In an oral decision, Mohammed said she considered the detention period of over ten months and their likely future detention beyond 2022 until their constitutional claim is heard by another court.

She said the status of the constitutional claim was important, but it had not advanced since May 19, 2021.

A status hearing is set for October 20, with decisions on preliminary objections to evidence and a recusal application to be made by the judge hearing it.

She said the delay was no fault of the two and, as a result, she was of the opinion their continued detention was unreasonable.

On Thursday, Mohammed refused an application by the State to have the hearing treated as a case-management conference to set dates for filing affidavits on behalf of the Chief Immigration Officer.

She refused the request because the length of detention of the two, one of whom was a minor, and the inability of senior counsel to argue the case at the time were not good reasons for her to prolong the issue remitted by the Privy Council for her to consider.

She said the State was aware of the Privy Council’s ruling and should have started to put its case together to assist the court.

“There was a duty to treat the matter with urgency and work diligently to assist the court.”

Mohammed referred to an affidavit filed overnight by the State, saying it showed attorneys were capable to treat the matter with urgency.
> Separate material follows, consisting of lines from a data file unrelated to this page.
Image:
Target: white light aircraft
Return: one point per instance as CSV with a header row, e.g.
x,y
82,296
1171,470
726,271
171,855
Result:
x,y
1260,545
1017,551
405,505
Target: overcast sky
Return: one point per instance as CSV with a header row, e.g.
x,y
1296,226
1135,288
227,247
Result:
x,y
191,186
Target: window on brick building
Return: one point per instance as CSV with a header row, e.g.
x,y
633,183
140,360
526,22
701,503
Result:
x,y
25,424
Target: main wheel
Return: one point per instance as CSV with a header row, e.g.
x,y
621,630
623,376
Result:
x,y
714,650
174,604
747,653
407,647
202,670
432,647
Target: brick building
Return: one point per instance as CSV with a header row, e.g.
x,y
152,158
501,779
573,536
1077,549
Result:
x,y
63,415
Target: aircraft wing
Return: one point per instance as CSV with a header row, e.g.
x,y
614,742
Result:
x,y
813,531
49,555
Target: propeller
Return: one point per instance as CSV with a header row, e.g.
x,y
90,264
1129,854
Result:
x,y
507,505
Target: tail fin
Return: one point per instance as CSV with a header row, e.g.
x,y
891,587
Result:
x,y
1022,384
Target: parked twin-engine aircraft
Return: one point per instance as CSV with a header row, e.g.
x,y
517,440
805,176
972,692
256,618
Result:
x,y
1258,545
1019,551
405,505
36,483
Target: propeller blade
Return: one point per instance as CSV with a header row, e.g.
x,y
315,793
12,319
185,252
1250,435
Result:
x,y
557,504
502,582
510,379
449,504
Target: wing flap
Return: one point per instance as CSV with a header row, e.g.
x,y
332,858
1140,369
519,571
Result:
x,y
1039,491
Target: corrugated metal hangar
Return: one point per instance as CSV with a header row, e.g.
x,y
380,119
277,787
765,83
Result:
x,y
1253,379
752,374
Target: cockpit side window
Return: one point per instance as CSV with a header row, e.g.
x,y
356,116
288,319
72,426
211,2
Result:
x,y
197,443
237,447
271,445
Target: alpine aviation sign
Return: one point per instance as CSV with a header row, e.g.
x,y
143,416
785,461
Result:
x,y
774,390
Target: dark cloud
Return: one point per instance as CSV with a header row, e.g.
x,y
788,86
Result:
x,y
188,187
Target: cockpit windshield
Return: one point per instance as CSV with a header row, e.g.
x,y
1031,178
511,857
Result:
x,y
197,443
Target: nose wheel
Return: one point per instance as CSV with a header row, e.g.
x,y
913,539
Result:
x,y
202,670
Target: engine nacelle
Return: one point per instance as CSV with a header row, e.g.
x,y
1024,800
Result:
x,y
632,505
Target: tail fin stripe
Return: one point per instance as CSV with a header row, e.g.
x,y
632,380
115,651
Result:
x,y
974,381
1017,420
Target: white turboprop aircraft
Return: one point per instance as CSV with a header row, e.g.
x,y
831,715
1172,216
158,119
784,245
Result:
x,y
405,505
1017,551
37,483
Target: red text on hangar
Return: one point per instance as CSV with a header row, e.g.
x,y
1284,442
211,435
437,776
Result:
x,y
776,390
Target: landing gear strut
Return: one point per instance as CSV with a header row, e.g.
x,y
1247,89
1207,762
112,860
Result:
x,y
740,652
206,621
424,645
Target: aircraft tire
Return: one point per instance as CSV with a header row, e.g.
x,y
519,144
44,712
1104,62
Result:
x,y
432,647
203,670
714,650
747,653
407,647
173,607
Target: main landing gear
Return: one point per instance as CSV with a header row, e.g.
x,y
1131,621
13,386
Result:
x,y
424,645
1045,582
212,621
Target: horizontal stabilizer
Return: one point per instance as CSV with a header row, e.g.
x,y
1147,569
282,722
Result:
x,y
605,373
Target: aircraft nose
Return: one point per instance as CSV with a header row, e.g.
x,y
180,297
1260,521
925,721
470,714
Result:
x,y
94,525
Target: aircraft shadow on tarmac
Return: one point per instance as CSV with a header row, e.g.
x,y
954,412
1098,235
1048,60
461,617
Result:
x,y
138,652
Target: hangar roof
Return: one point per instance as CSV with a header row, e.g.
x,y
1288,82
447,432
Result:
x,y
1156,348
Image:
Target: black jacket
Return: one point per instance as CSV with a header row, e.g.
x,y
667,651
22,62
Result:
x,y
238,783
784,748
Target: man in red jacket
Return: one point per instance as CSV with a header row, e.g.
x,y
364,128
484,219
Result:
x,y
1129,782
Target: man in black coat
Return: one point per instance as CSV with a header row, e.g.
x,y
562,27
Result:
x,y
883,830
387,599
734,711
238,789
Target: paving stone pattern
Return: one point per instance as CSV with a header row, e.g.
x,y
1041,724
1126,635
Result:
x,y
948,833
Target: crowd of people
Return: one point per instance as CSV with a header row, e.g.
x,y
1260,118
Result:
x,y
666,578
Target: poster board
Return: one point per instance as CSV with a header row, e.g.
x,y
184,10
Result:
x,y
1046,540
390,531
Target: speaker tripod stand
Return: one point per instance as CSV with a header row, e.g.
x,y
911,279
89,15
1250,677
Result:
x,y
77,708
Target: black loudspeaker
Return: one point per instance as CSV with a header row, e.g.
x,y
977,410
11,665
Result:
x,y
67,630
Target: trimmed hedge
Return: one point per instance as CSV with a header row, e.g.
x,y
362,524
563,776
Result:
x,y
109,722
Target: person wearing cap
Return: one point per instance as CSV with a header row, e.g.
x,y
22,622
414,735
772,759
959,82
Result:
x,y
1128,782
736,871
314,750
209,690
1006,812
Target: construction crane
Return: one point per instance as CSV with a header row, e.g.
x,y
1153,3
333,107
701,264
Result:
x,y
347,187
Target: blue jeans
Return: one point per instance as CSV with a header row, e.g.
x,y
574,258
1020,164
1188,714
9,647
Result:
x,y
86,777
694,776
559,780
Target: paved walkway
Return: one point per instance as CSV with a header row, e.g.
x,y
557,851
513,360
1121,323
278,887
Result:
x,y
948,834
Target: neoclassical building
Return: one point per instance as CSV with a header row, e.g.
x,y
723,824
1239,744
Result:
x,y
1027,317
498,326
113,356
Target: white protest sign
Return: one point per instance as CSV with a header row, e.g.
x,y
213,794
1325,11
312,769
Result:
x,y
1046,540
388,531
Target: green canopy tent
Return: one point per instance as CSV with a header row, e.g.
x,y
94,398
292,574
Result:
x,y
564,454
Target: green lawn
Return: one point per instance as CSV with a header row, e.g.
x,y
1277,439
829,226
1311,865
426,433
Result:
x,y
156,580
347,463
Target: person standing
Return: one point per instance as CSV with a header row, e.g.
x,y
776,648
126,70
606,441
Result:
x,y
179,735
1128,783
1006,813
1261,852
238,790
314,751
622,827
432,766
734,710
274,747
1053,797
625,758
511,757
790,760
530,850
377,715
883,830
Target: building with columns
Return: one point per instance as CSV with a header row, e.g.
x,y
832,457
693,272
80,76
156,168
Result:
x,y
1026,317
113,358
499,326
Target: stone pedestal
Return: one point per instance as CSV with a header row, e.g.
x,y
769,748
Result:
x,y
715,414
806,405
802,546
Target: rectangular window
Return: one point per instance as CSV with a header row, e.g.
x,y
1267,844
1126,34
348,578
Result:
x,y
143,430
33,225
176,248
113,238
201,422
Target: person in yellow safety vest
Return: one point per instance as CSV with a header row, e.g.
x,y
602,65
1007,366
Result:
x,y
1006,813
In response to submissions by the State’s lead counsel, Fyard Hosein, SC, that the constitutional motion had no real prospect of success, she said there were merits in the case which raised important and serious issues to be determined and the State had conceded this at the Privy Council hearing.

Mohammed said if this was not the case, then the State would have already taken steps to have it struck out.

On ruling on the reasonableness of the mother and son’s continued detention, she said, “Much weight is to be attached to the period of time they have been detained while pursuing a meritorious constitutional motion.”

She also spoke of the effects of their detention at the state-run military facility, saying it had adversely affected their mental and physical health.

“As a young person in his formative years, there is no evidence he has been afforded educational training,” she said, adding it was not in the boy’s best interest.

She also said there was minimum risk of either of them absconding, as the boy’s father was living in Trinidad as an asylum seeker. The mother and the boy are part of his case before the UNCHR.